Religious charities triumphed in a 5-to-4 U.S. Supreme Court ruling May 19 determining that states cannot levy property taxes on nonprofits merely because their constituents are primarily out-of-state residents.
In Camps Newfound/Owatonna v. Town of Harrison, the Supreme Court struck down a Maine Supreme Judicial Court decision against a Christian Science Church summer camp, where 95 percent of the registrants came from outside Maine. The camp had protested paying $60,000 in property taxes from 1989 to 1991, taxes that had not been required of charities serving constituents living chiefly within the state.

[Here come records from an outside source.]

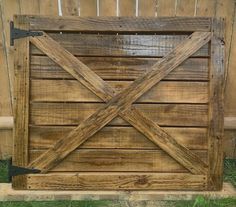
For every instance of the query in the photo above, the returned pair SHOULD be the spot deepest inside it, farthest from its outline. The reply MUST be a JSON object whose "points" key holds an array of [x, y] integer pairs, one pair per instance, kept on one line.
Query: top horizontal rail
{"points": [[117, 24]]}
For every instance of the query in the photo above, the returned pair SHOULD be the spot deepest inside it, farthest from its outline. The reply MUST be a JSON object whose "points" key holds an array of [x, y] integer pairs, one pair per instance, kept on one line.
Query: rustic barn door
{"points": [[118, 103]]}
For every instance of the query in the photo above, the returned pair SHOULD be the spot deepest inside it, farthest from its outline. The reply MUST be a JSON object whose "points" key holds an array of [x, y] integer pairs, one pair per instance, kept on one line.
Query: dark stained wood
{"points": [[120, 45], [216, 110], [117, 181], [43, 137], [114, 68], [120, 103], [164, 92], [118, 160], [119, 24], [75, 113], [21, 107]]}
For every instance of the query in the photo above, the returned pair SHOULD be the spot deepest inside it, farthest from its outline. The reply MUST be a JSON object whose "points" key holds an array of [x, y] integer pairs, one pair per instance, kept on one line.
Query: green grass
{"points": [[229, 176]]}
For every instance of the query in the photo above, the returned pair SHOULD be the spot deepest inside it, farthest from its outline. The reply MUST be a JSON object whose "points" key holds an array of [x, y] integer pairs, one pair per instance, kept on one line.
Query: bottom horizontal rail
{"points": [[115, 181]]}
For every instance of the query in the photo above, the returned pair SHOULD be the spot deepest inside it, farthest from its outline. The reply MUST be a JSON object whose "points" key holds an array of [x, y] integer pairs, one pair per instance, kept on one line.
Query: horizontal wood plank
{"points": [[114, 68], [163, 92], [118, 160], [116, 181], [75, 113], [43, 137], [118, 24], [120, 45]]}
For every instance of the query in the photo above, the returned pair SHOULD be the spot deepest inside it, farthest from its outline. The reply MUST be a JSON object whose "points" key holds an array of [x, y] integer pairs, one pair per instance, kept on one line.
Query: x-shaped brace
{"points": [[120, 104]]}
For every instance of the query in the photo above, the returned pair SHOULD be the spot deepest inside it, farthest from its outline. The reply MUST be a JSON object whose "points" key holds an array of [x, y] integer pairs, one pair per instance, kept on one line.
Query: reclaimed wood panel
{"points": [[120, 45], [107, 8], [88, 8], [119, 24], [127, 8], [75, 113], [147, 7], [114, 68], [116, 181], [73, 91], [119, 160], [43, 137]]}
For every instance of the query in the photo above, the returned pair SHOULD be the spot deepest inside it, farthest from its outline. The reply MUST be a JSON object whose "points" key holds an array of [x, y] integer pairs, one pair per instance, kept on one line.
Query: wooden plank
{"points": [[116, 181], [48, 7], [164, 92], [120, 104], [114, 68], [6, 122], [43, 137], [70, 7], [118, 160], [119, 24], [230, 98], [127, 8], [88, 8], [206, 8], [75, 113], [6, 144], [216, 111], [230, 122], [165, 8], [21, 61], [107, 7], [147, 7], [120, 45], [185, 8]]}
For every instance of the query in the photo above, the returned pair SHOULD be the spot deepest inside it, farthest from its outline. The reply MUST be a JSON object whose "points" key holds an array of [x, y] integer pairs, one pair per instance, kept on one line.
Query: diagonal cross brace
{"points": [[120, 104]]}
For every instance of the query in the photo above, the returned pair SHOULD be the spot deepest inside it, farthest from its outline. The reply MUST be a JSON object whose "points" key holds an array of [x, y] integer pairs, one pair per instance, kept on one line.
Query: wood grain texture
{"points": [[117, 160], [21, 113], [88, 8], [114, 68], [70, 7], [107, 7], [73, 91], [166, 8], [185, 8], [120, 45], [121, 103], [127, 8], [147, 7], [216, 110], [43, 137], [119, 24], [75, 113], [117, 181]]}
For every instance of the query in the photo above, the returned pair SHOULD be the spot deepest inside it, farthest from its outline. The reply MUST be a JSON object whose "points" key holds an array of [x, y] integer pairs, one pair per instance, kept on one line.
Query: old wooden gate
{"points": [[115, 103]]}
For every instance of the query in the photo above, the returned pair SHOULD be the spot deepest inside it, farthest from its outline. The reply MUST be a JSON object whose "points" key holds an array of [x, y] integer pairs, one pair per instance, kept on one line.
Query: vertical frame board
{"points": [[216, 113], [21, 109]]}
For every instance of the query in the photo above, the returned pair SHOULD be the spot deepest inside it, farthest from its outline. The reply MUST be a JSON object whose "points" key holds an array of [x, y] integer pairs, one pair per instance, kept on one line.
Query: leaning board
{"points": [[119, 103]]}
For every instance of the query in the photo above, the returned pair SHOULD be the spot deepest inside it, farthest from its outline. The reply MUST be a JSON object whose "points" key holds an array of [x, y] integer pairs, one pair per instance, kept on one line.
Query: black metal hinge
{"points": [[16, 170], [19, 33]]}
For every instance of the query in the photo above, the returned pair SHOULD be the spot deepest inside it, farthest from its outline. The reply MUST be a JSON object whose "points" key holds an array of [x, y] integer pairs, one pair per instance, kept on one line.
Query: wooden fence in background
{"points": [[215, 8]]}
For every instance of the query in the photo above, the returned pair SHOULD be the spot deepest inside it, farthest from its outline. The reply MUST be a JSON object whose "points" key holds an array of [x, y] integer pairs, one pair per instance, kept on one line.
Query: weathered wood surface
{"points": [[216, 107], [21, 107], [117, 181], [114, 68], [119, 24], [120, 45], [120, 103], [75, 113], [118, 160], [43, 137], [164, 92]]}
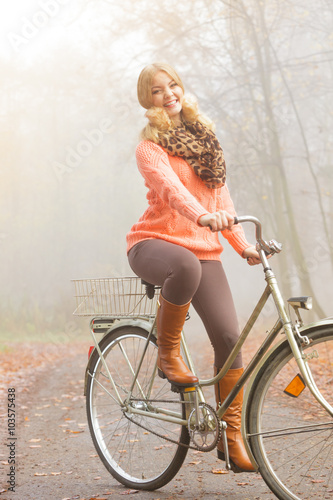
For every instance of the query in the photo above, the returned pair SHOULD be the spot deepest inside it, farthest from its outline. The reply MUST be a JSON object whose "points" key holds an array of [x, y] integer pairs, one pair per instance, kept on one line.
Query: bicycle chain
{"points": [[196, 448]]}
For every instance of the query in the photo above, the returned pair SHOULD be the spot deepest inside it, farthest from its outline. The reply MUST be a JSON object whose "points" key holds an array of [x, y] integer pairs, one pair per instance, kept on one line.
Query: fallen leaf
{"points": [[220, 471]]}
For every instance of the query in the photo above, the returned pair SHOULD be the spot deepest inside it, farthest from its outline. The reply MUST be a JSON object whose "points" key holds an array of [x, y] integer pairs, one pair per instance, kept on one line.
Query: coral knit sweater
{"points": [[177, 198]]}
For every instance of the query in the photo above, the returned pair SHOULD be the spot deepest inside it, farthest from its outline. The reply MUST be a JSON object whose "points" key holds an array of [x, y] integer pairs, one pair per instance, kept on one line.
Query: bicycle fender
{"points": [[144, 324], [304, 330]]}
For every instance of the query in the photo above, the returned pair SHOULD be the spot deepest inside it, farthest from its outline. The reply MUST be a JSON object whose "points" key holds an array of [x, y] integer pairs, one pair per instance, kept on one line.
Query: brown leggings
{"points": [[183, 277]]}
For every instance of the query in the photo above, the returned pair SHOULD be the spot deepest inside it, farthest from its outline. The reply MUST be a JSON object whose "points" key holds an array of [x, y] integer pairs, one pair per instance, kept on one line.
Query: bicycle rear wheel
{"points": [[128, 443], [292, 437]]}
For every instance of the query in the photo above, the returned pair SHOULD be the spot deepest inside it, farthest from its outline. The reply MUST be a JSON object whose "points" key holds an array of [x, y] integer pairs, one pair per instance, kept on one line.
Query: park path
{"points": [[55, 457]]}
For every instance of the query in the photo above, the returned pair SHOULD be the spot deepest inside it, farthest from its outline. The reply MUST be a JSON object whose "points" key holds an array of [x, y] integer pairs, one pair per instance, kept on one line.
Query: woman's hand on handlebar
{"points": [[252, 256], [217, 221]]}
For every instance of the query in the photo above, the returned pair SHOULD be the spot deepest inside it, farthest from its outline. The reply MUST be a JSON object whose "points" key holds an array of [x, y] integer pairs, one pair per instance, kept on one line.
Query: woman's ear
{"points": [[158, 118]]}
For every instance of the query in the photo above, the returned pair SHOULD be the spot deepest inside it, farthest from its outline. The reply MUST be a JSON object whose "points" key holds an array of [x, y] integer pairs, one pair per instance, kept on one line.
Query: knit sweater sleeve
{"points": [[236, 236], [154, 165]]}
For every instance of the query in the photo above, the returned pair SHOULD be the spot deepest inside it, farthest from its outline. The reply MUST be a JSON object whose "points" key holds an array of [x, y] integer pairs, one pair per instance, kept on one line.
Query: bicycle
{"points": [[142, 428]]}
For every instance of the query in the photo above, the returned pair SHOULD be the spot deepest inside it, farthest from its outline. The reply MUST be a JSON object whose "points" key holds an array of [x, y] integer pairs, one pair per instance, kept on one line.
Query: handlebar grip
{"points": [[236, 221]]}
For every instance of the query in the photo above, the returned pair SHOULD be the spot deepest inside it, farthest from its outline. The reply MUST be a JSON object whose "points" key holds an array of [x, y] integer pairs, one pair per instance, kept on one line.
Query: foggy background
{"points": [[70, 121]]}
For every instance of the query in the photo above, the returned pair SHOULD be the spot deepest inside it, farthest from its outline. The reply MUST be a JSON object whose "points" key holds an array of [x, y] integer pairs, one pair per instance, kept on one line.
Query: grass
{"points": [[33, 323]]}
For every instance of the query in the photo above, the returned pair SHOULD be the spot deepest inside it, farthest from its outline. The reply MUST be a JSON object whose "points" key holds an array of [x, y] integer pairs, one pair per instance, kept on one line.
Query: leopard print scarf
{"points": [[198, 145]]}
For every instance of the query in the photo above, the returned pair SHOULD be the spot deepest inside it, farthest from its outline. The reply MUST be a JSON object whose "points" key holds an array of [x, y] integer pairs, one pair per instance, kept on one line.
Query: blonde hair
{"points": [[159, 122]]}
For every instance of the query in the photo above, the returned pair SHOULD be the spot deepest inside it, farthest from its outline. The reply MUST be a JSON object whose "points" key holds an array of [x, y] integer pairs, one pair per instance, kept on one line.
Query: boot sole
{"points": [[234, 467]]}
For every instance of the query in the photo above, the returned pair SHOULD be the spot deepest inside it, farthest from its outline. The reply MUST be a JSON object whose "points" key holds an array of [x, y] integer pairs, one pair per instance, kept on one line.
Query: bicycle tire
{"points": [[292, 437], [134, 456]]}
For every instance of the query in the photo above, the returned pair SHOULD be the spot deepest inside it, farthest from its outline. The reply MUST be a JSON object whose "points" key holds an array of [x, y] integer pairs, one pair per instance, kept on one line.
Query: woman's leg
{"points": [[214, 304], [178, 272], [174, 268]]}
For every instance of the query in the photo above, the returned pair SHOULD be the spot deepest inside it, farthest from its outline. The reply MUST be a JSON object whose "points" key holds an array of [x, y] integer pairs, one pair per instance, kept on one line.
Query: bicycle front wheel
{"points": [[141, 452], [292, 437]]}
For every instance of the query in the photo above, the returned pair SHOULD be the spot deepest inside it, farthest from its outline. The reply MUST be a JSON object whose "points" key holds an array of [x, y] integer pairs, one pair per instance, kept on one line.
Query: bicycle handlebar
{"points": [[269, 247]]}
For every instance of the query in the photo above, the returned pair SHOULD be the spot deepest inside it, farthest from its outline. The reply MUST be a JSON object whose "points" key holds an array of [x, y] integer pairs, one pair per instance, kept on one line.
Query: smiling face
{"points": [[167, 94]]}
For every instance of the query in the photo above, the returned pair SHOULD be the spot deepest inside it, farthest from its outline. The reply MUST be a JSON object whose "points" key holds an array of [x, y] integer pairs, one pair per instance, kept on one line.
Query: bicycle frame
{"points": [[283, 322]]}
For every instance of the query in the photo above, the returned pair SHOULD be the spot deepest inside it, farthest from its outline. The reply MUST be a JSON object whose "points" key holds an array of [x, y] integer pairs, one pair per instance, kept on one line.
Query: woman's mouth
{"points": [[170, 104]]}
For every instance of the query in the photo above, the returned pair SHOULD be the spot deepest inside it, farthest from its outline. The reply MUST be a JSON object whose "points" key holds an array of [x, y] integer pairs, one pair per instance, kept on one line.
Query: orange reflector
{"points": [[295, 387], [189, 389]]}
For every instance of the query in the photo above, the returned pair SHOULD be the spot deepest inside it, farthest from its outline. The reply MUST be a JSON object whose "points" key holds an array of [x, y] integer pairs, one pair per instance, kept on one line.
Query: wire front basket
{"points": [[113, 297]]}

“By striking Maine’s law, the Court slammed the door against state assaults on the skimpy coffers of charities nationwide,” says Steven T. McFarland, director of the Christian Legal Society’s (CLS) Center for Law and Religious Freedom in Annandale, Virginia. “Otherwise, we could have expected revenue-hungry states and cities to tax all but the smallest of charities.”
Religious groups joining the CLS in filing a friend-of-the-court brief included the National Association of Evangelicals, World Relief, the Coalition of Christian Colleges and Universities, International Union of Gospel Missions, and the Christian Life Commission of the Southern Baptist Convention. Some cautioned that the slim margin of victory means the taxing of charities issue could soon crop up again in another form.